The problem was rather what happened next – the de facto transformation by the P3, without being willing to explore alternative approaches, and without allowing any serious further debate, of the Council’s limited civilian protection mandate into an open-ended regime change one. This was deeply resented by the BRICS states in particular (Brazil, Russia, India, China and South Africa), all of whom happened to be on the Council at the time. Not least did it upset South Africa, which wanted to explore with Gaddafi the possibility of a ceasefire and peaceful political transition, and should have been given the opportunity to do so, whatever one may have thought then, or may think now, about its likely prospects of success.

I do believe, having talked to nearly all the participants in this debate that the breakdown of consensus over the Libyan mandate unquestionably was the major factor in the failure of the Council to agree on any response at all – even just a condemnatory resolution – when the Syrian situation started to explode in mid-2011. The BRICS took the view, whether one regards this as too obdurate or not, that they were not going to concede an inch if there was any chance that the P3 would take that inch to run a mile.

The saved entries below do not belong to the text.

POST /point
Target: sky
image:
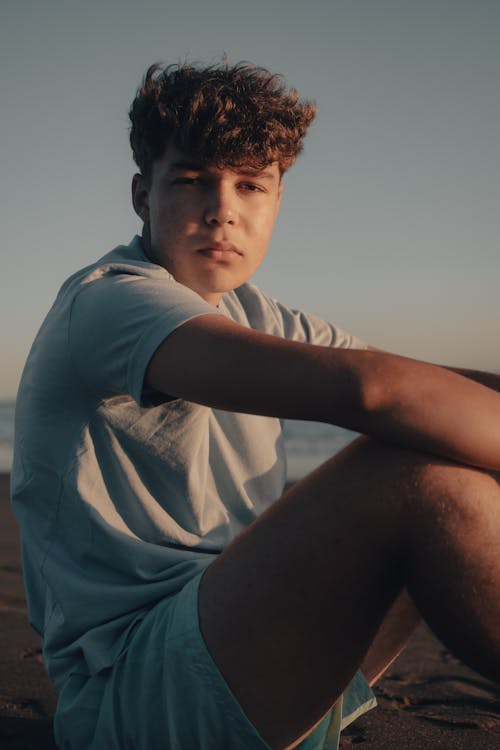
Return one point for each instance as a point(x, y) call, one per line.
point(390, 222)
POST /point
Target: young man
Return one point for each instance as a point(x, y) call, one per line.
point(184, 600)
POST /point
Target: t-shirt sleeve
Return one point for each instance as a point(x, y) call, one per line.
point(118, 321)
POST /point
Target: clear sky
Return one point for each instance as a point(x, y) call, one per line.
point(390, 224)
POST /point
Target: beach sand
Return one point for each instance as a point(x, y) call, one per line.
point(426, 700)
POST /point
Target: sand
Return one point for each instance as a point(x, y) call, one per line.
point(427, 699)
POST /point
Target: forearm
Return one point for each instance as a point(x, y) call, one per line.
point(212, 361)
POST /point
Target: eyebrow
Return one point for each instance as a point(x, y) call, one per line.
point(179, 166)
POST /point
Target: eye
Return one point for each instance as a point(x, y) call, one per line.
point(251, 187)
point(187, 181)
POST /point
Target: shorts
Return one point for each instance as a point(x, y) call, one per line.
point(165, 692)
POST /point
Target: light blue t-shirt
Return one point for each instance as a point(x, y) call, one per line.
point(121, 494)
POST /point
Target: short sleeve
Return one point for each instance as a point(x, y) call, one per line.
point(117, 322)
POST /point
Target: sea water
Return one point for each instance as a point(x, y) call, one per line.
point(307, 443)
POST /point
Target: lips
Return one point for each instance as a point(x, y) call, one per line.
point(219, 251)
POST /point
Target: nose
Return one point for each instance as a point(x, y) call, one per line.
point(220, 206)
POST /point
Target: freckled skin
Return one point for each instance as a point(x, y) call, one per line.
point(210, 228)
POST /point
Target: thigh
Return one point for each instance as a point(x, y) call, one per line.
point(290, 608)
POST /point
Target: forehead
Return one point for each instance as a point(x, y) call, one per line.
point(174, 160)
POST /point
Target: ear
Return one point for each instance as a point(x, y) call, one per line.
point(140, 197)
point(280, 195)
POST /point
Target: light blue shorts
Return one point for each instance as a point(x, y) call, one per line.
point(166, 693)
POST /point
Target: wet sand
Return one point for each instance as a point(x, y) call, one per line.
point(427, 700)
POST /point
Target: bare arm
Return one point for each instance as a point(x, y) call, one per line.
point(213, 361)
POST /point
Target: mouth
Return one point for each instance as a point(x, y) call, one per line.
point(220, 251)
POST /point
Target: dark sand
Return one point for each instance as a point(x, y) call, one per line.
point(427, 699)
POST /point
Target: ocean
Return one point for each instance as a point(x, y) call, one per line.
point(307, 443)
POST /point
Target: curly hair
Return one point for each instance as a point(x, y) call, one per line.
point(224, 115)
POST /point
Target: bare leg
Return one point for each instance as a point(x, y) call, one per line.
point(393, 635)
point(291, 607)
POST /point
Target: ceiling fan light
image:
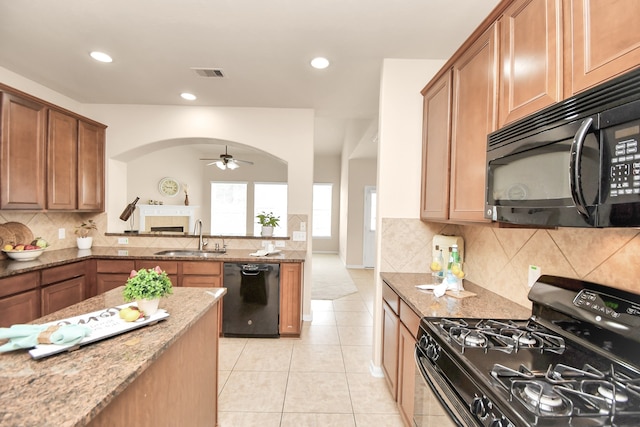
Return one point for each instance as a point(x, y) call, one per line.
point(320, 63)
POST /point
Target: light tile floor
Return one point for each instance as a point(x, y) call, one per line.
point(320, 379)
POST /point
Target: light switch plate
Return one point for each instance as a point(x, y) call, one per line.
point(534, 273)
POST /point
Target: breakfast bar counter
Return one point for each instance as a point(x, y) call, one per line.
point(163, 373)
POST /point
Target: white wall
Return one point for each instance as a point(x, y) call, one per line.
point(327, 171)
point(400, 134)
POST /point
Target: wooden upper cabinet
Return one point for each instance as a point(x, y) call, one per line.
point(473, 118)
point(436, 143)
point(603, 40)
point(22, 146)
point(62, 155)
point(530, 58)
point(91, 158)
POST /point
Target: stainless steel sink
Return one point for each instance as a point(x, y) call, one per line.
point(193, 253)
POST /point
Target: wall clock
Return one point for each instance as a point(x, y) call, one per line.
point(168, 186)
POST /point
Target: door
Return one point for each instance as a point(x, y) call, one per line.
point(369, 235)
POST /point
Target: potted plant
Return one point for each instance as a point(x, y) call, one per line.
point(268, 222)
point(146, 287)
point(84, 240)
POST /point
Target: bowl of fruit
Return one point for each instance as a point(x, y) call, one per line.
point(26, 252)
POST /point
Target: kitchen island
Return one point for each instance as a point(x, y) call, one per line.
point(161, 374)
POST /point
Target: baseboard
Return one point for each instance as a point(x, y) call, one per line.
point(376, 371)
point(359, 266)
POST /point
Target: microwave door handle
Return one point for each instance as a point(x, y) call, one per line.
point(575, 164)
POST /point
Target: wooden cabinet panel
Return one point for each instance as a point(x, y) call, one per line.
point(202, 267)
point(406, 373)
point(22, 147)
point(63, 272)
point(290, 299)
point(61, 295)
point(202, 281)
point(106, 282)
point(115, 266)
point(531, 58)
point(91, 158)
point(473, 118)
point(436, 149)
point(20, 308)
point(62, 155)
point(390, 336)
point(603, 41)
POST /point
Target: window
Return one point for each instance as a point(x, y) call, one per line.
point(322, 194)
point(271, 197)
point(229, 208)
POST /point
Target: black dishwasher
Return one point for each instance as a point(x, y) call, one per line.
point(251, 307)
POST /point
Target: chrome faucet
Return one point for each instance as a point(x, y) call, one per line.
point(197, 229)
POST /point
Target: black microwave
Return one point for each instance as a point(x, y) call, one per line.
point(573, 164)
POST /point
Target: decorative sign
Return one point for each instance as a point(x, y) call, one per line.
point(104, 324)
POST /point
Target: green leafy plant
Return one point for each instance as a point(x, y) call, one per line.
point(84, 229)
point(268, 219)
point(147, 284)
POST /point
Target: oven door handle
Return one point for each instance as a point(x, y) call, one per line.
point(437, 393)
point(575, 165)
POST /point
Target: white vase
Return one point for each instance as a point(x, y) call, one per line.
point(84, 242)
point(148, 306)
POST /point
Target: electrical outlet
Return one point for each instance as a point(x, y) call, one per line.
point(534, 273)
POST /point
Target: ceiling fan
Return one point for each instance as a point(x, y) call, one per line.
point(227, 161)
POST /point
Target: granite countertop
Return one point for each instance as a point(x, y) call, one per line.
point(485, 304)
point(69, 389)
point(52, 258)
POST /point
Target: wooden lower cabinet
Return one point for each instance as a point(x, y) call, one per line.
point(399, 330)
point(290, 299)
point(112, 273)
point(19, 299)
point(62, 286)
point(205, 274)
point(390, 339)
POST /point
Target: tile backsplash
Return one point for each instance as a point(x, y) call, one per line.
point(498, 258)
point(47, 225)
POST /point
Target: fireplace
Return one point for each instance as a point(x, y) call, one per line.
point(173, 218)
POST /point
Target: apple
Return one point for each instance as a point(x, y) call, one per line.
point(40, 243)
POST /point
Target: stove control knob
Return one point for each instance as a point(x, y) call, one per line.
point(433, 350)
point(480, 406)
point(500, 423)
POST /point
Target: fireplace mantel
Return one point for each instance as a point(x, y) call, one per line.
point(170, 211)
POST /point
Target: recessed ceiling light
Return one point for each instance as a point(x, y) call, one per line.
point(320, 63)
point(101, 56)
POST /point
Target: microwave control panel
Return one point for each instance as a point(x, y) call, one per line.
point(624, 168)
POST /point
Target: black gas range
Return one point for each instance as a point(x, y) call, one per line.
point(574, 362)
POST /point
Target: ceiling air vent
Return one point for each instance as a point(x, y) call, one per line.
point(209, 72)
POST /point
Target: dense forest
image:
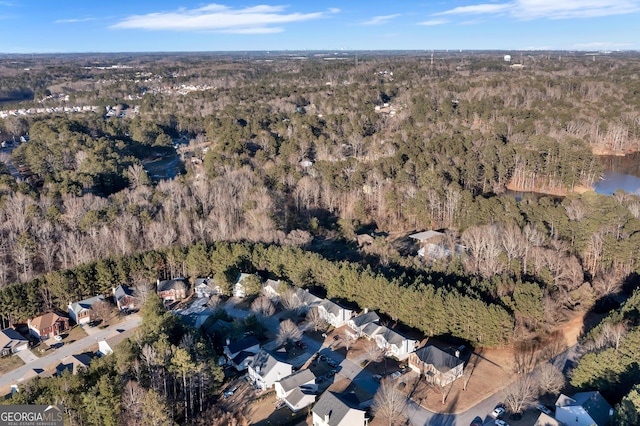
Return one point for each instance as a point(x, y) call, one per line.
point(311, 152)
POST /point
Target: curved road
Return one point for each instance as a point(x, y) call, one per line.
point(79, 346)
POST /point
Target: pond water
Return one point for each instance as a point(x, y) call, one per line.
point(621, 173)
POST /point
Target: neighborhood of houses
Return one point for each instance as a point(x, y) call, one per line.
point(299, 377)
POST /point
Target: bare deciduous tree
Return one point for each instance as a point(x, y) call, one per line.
point(289, 300)
point(263, 306)
point(101, 309)
point(288, 332)
point(389, 403)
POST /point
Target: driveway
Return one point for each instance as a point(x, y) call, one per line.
point(27, 356)
point(79, 346)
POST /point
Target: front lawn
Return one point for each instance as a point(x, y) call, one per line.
point(10, 363)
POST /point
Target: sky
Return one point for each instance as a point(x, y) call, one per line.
point(47, 26)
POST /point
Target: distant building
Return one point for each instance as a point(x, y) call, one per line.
point(583, 409)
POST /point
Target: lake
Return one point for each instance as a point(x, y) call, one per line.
point(621, 173)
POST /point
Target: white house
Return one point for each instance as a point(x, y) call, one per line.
point(330, 410)
point(297, 390)
point(583, 409)
point(239, 289)
point(393, 343)
point(333, 313)
point(265, 370)
point(436, 365)
point(271, 289)
point(80, 311)
point(358, 323)
point(204, 287)
point(12, 342)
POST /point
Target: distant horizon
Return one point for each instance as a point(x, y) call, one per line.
point(42, 27)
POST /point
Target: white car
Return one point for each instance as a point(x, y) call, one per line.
point(497, 412)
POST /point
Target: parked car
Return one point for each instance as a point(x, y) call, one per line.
point(544, 409)
point(498, 411)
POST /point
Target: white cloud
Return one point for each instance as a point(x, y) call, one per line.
point(262, 19)
point(433, 22)
point(72, 21)
point(379, 20)
point(549, 9)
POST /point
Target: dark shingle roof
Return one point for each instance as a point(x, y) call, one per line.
point(240, 345)
point(330, 404)
point(299, 378)
point(438, 358)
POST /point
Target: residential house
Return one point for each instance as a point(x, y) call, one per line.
point(331, 410)
point(395, 344)
point(583, 409)
point(204, 287)
point(47, 325)
point(124, 298)
point(74, 363)
point(436, 365)
point(265, 370)
point(358, 323)
point(12, 342)
point(271, 289)
point(297, 390)
point(106, 346)
point(241, 353)
point(80, 311)
point(333, 313)
point(172, 290)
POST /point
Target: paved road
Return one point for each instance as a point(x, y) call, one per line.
point(76, 347)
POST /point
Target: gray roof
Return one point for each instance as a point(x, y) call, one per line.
point(332, 307)
point(438, 358)
point(297, 379)
point(369, 317)
point(592, 402)
point(240, 345)
point(264, 362)
point(330, 404)
point(307, 298)
point(426, 235)
point(176, 283)
point(122, 291)
point(391, 336)
point(85, 304)
point(295, 397)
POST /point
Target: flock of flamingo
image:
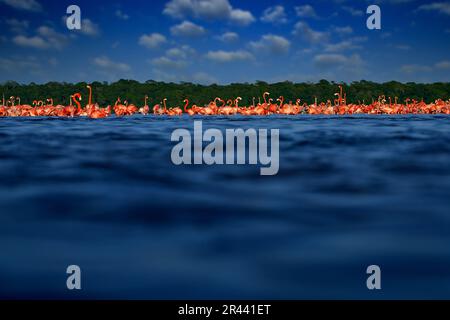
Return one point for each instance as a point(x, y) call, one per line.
point(13, 107)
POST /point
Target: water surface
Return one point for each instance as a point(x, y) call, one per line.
point(103, 194)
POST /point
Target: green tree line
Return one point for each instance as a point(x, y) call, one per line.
point(106, 93)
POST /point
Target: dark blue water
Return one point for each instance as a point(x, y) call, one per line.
point(104, 195)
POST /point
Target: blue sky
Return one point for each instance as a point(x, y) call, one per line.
point(225, 41)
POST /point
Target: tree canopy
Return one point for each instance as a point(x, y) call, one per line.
point(106, 93)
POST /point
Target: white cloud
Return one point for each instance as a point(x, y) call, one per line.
point(241, 17)
point(207, 10)
point(274, 15)
point(271, 44)
point(152, 41)
point(441, 7)
point(89, 28)
point(30, 42)
point(167, 63)
point(107, 64)
point(229, 56)
point(17, 26)
point(183, 52)
point(121, 15)
point(229, 37)
point(187, 29)
point(26, 5)
point(303, 30)
point(343, 30)
point(203, 78)
point(346, 45)
point(351, 65)
point(352, 11)
point(306, 11)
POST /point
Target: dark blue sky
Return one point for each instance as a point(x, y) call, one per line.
point(225, 41)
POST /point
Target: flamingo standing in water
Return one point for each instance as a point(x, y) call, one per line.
point(145, 109)
point(172, 111)
point(190, 111)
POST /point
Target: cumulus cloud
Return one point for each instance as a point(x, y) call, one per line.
point(89, 28)
point(274, 15)
point(26, 5)
point(346, 45)
point(167, 63)
point(229, 37)
point(241, 17)
point(107, 64)
point(183, 52)
point(306, 11)
point(342, 31)
point(352, 11)
point(17, 26)
point(350, 65)
point(30, 42)
point(207, 10)
point(152, 41)
point(271, 44)
point(303, 30)
point(187, 29)
point(229, 56)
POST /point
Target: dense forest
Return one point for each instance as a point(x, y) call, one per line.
point(133, 91)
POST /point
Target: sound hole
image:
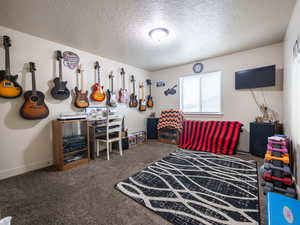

Does R2P Have a Future? Looking forward, solution simply has to be found to the current post-Libya stand-off if R2P is to have a future in all the ways that it needs to – if we are not, in the face of extreme mass atrocity situations, to go back to the bad old days of indefensible inaction as with Cambodia, or Rwanda, or Bosnia, or of otherwise defensible action taken in defiance of the UN Charter, as in Kosovo. The good news, I have believe, is that a solution is in sight should agreement be able to be reached on some variant of the ‘Responsibility While Protecting’ (RWP) proposal originally put on the table by Brazil (in its pre-Bolsonaro days) in which Russia, China and India, among others, have all from time to time shown considerable interest.

It has two key elements: first, close attention by the Security Council to agreed prudential criteria like last resort and proportionality before granting any military mandate in atrocity crime cases; and second, close monitoring and regular review by the Council of the implementation of any such mandate during its lifetime. The P3 are dragging their feet on this – always reluctant, particularly in the case of the US under any administration, to acknowledge any constraint on complete ad hocery on peace and security issues – but I think are gradually coming to the realization that unless some concessions are made on these fronts it will be impossible not only to avoid a veto on these mandates but even to command a basic majority on the Council. None of this is likely to help much in Syria, but it does offer some hope for the longer term.

Overall, while there are certainly plenty of challenges ahead for R2P, there are also many grounds for optimism about its future of R2P over the next decade and beyond. It is important to emphasise again that the disagreement now evident in the UN Security Council is really only about how the R2P norm is to be applied in the hardest, sharp-end cases, those where prevention has manifestly failed, and the harm to civilians being experienced or feared is so great that the issue of military force has to be given at least some prima facie consideration. There is much more to the R2P project than just these extreme late-stage situations, and much to indicate that its other preventive, reactive and rebuilding dimensions all have both wide and deep international support.

What is crucial is that support continue to be strongly articulated by states whose opinions really do matter, and South Africa and a number of other key African countries are crucial here. Most of the continent’s leaders have continued to be generally supportive of R2P principles, but that support has not always been as strong or consistent as it could and should have been, and some rather mixed messages have been given, particularly on the International Criminal Court issue.

I just hope that, here as elsewhere, Nelson Mandela’s words about international responsibility should continue to resonate: ‘to be free is not merely to cast off one’s chains, but to live in a way which respects and enhances the freedom of others’.